November 14, 2011 - Lewiston — What was intended to be a meeting to educate the public on a proposal to create a national park in northern Maine instead demonstrated how polarizing the issue is among state residents, including those in southern areas.

Among its most controversial aspects is its principal advocate, Roxanne Quimby, co-founder of Burt's Bees and one of Maine's most prominent land conservationists. She would donate 70,000 acres of her land for the park.

Phyllis Ouellette of Auburn, one of the 65 people who attended Monday's meeting, said keeping the northern Maine woods in private hands and open for all recreational users is the best way to preserve access to it for the most users.

But Steve Wight of Newry, a retired member of Maine's Land Use Regulation Commission and now a Bethel consultant, said he believes an organized national park would draw even more people than those who currently visit the privately owned forest today.

The forum at the Franco American Heritage Center in Lewiston was hosted by Stanton Bird Club, the Androscoggin River Land Trust and Bates College, and featured several experts. But unlike other forums on the topic held in northern Maine, Quimby did not attend.

"We want to get Roxanne here next year," said Susan Hayward, trip leader for the Stanton Bird Club.

Quimby is at the center of a debate that has raged for several years over the future of the North Woods. She has bought and conserved about 120,000 acres of land in the Maine northern forest, and wants to donate 70,000 acres of that to the National Park Service.

Making her proposal more intriguing -- or daunting, depending on whom you ask -- is that she was named last year to the board of the National Park Foundation, the charitable partner of the National Park Service, by its chairman, Interior Secretary Kenneth Salazar.

Quimby says she is protecting the land to restore at-risk native species. But some residents of northern Maine have questioned her motives and contend she has been inconsistent regarding what uses will be allowed on her land.

The four panelists who spoke Monday said the national park proposal issue is complicated, and their comments suggested there is little middle ground.

Bob Meyers, executive director of the Maine Snowmobile Association, said the northern forest is best enjoyed as it always has been – through the willingness of large landowners to permit recreational use that is made easier by state laws that limit their liability if they do keep their land open.

But Lisa Pohlmann, executive director of the Natural Resources Council of Maine, said forestland is changing hands at a rapid pace unheard of 20 years ago, and it isn't clear how much access owners will continue to provide.

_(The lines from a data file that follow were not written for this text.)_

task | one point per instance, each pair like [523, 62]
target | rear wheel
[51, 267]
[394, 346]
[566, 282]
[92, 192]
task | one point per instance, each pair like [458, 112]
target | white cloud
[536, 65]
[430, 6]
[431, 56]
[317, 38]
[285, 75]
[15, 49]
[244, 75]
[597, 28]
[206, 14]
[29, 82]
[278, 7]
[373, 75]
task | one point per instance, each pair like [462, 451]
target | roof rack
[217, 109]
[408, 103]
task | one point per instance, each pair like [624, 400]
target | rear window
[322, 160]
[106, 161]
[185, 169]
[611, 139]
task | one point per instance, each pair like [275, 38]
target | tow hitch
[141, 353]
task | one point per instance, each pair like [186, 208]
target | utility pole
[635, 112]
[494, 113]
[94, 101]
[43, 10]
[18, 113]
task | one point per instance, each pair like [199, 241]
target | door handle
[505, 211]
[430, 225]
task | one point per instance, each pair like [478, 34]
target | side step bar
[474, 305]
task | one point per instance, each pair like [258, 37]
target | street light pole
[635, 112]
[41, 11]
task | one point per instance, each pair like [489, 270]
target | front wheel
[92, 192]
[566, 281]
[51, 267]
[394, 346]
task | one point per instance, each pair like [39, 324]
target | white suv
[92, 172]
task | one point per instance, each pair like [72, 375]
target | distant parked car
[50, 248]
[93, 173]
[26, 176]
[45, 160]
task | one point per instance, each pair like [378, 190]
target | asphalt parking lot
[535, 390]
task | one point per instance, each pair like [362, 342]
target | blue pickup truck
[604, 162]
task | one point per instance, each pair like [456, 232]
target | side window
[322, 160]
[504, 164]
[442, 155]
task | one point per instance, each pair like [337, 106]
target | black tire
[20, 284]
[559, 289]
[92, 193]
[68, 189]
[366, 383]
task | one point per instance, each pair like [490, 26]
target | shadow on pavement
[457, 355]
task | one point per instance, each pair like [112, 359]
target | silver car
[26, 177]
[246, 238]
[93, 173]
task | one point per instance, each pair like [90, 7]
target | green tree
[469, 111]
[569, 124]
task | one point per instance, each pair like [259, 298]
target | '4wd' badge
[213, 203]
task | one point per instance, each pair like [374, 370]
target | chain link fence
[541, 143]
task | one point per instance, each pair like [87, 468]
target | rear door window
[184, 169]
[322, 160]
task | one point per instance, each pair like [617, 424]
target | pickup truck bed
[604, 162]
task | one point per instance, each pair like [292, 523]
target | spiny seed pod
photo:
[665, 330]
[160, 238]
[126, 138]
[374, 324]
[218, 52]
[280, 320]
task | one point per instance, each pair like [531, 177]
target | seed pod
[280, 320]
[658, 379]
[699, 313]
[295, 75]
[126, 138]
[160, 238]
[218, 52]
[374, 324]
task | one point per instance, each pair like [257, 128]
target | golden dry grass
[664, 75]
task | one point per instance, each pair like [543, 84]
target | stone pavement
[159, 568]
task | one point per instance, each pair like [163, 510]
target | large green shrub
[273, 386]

She said this is a concern for conservationists and recreational users alike.

"Now land is owned by LLCs (limited liability companies) and we don't know who they are," Pohlmann said.

Bryan Wentzell of the Appalachian Mountain Club, which runs three sporting camps at the doorstep of the North Woods, said sustainable forestry, recreation and conservation can be practiced in unison in privately owned working forest.

"In the 1930s there was a proposal to turn Baxter State Park into a national park, and AMC opposed it then because a park is about large lodges and scenic roads," Wentzell said.

For Lewiston Public Library Director Rick Speer, who moderated the panel discussion, the debate is both fascinating and significant to southern Maine.

"Many of us down here love the North Maine Woods and are really concerned about the long-term access we've enjoyed for years," he said.